26年以上続いた内戦中、タミル・タイガーは130回以上の自爆テロを実行し、過激派組織のなかで中心的な地位を得た。その場に居合わせた人々をはじめ、なかでも、スリランカ首相やインド元首相が爆弾テロの犠牲となった。最終的に政府軍がタミル・タイガーを制圧し、内戦は2009年に終わりを迎えた。孤軍奮闘していた最終局面の数ヶ月間に、何万人ものタミル人戦闘員が死亡したと考える評論家もいる。
タミル・タイガーが世俗的な民族主義を掲げていた一方で、中東のイスラム過激派は自爆テロを武器の一つとして採用していた。1990年代までは、パレスチナの過激派組織ハマスとファタハは双方とも、イスラエルに対して自爆テロ攻撃を行っている。その後、ウサマ・ビンラディン率いるアルカイーダが両組織と手を組み、ケニアとタンザニアのアメリカ大使館爆破、さらにイエメンでのアメリカ軍艦襲撃を行った。
そして、「9.11」が起き、アメリカ主導でアフガニスタンへの侵攻が始まる。
1980年からその頃までに起きた自爆テロは世界的にみても350回程度だったと、シカゴ大学の政治学教授であり、「安全保障と脅威に関するシカゴ・プロジェクト」を指揮するロバート・ペイプ氏は話す。
イラクでのアメリカによる戦争は続いた。それにより、血にまみれた宗派間闘争に火がつき、イラクは内戦寸前の状態にまで追いやられ、自爆テロ犯はイラク国内に猛攻撃を仕掛けた。アルカイーダの一拠点はイスラム国(IS)に姿を変え、世界各地で自爆テロ攻撃が始まった。
1980年以降、現在までに起きた自爆テロはおよそ6,000回であり、イラクとシリア国内で発生したものだけで約半分を占めると、ペイプ教授は述べる。
「我々はイラクに侵攻し、征服しました。近代で最も大がかりな自爆テロリストキャンペーンに手を貸すことになりました」と、ペイプ教授は話す。
スリランカ当局は、イースターの爆撃を、ローカルのイスラム過激派組織「ナショナル・タウヒード・ジャマア」によるものだと述べている。しかし、インドの南端に位置し、仏教徒が圧倒的多数を占める島国のスリランカが、イスラム教過激主義者からの攻撃を受けた実例は近年見られない。また、これまで暴力行為で名を知られていなかった組織が、一体どのようにしてこのような、アルカイーダの手口にも類似すると指摘されるほどの大規模な攻撃を実行できたのか、説明はない。

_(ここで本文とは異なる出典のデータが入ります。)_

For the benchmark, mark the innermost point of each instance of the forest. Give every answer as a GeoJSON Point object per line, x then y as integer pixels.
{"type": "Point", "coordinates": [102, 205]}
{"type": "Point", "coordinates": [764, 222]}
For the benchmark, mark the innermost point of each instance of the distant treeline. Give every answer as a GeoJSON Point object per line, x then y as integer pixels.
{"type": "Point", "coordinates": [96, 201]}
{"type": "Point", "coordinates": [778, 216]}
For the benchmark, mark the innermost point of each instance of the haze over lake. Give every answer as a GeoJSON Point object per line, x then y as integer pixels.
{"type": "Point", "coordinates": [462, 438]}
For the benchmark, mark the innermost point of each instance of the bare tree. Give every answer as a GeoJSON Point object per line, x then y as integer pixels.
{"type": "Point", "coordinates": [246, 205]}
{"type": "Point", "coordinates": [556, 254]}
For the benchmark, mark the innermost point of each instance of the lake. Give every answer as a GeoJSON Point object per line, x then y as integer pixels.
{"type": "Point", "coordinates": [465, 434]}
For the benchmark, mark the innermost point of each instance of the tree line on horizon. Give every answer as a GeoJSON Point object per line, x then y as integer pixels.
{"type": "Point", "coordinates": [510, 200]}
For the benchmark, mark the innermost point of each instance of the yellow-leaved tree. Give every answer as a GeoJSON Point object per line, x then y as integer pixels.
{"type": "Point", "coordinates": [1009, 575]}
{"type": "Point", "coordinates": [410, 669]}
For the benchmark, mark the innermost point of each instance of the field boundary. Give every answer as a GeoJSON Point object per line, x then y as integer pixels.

「彼らが押しつけようとしているのは、このISISのマントラ(真言)です。『やつらが人生を愛でるよりももっと我々は死を愛する』。デスカルトの象徴です」と、オーバートン氏は過激派組織の頭字語を用いながら話す。
4月23日、ISはアマーク通信を通じて、スリランカの爆撃について犯行声明を出した。しかし、テロ実行犯が組織に忠誠を誓っている写真や動画は公開されなかった。テロ実行犯が攻撃前に忠誠心を示している資料はよくあるもので、犯行声明の信憑性性を裏づける。
ISがかつて支配したイラクとシリアの領域全てを失って以来、帰国した外国人戦闘員についての懸念が国際的に高まっている。スリランカ法相は2016年、「高等教育を受けたエリート」家庭出身の32名のイスラム教徒がISに参加していると国会で述べた。彼らの身に何が起きたのか、依然として不明である。
「数として多くはなかったが、多くある必要もないでしょう」と、ペイプ教授は述べる。